Settings Settings / Local LLM Tab

tab-settings-ai-services.png

Language

  • Select your language. Supported languages are English, Spanish, French, German, Ukrainian and Russian.

Conversation Mode (on/off)

  • "Conversation Mode" allows you to have a chat with LLM. When off (default) the LLM runs in strict command mode. It will only parse commands and perform queries and actions, but will ignore all non sensical input.

Journal Directory

  • Location of your game journal directory. This is how Elite Intel knows your game session.

LLM Options

Local LLM

  • Choose an inference engine host. Ollama or LMStudio (faster option)
  • In the ADDRESS field, enter the address of your inference server. Either local host if you run it on the same machine or an IP address of the computer on your local area network. Provide port number, and URI for the API endpoint
  • Enter the name of the model in the Command Model field. This will be the model used for user input classification
  • Enter the name of the model in the Query Model field. This will be the model usd for queries and natural language response
  • NOTE: You can use the same model for both. Especially if you do not have hardware to run more than one model

Cloud LLM

If you do not have hardware to run a local LLM you can use a cloud instance instead.

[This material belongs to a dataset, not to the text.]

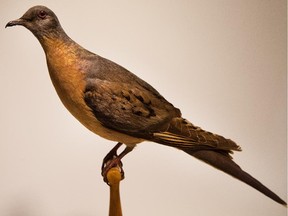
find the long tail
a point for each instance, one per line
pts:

  • Mistral Console has a free tear and easy to setup
  • Alternatively, you can use Claude, Gemini, Grok (xAi), Open AI or DeepSeek. Login to the api console of your LLM provider of choise and create an API key.
  • Enter the key in to the API key field, lock the field and click "use" to let the app know you are using a cloud LLM.
  • Restart the services on the front tab for the changes to take effect.

NOTE šŸ‘‰ See more on cloud LLMs here šŸ‘ˆ


Audio Settings / Audio

Configure your audio settings

tab-settings-audio.png

Microphone and Speakers drop downs let you select the audio in and out lines. The change will take effect when you restart the services on the front tab.

  • Speech Volume: Controls the volume of speech synthesis.

  • TTS Voice Speed: Controls the speed of speech synthesis.

  • Beep Volume: Controls the volume of the beep indicator. Indicates that STT has finished processing and the LLM has received input.

  • STT Threads: Sets the thread allocation for STT processing. This is a min/max setting. The app requests the minimum but uses what the processor provides. Threads are released after processing completes.

  • Microphone Monitor

  • FLOOR level (the noise level when you are not speaking),

  • GATE level, indicates the audio gate level. When audio is above the gate, the data is sent to for to Parakeet for transcription. When audio drops below the gate level the audio received is transcribed to text and sent to LLM for classification

  • CLIP indicates you are melting the mic if your input goes above that line. If it does the transcription will be inaccurate.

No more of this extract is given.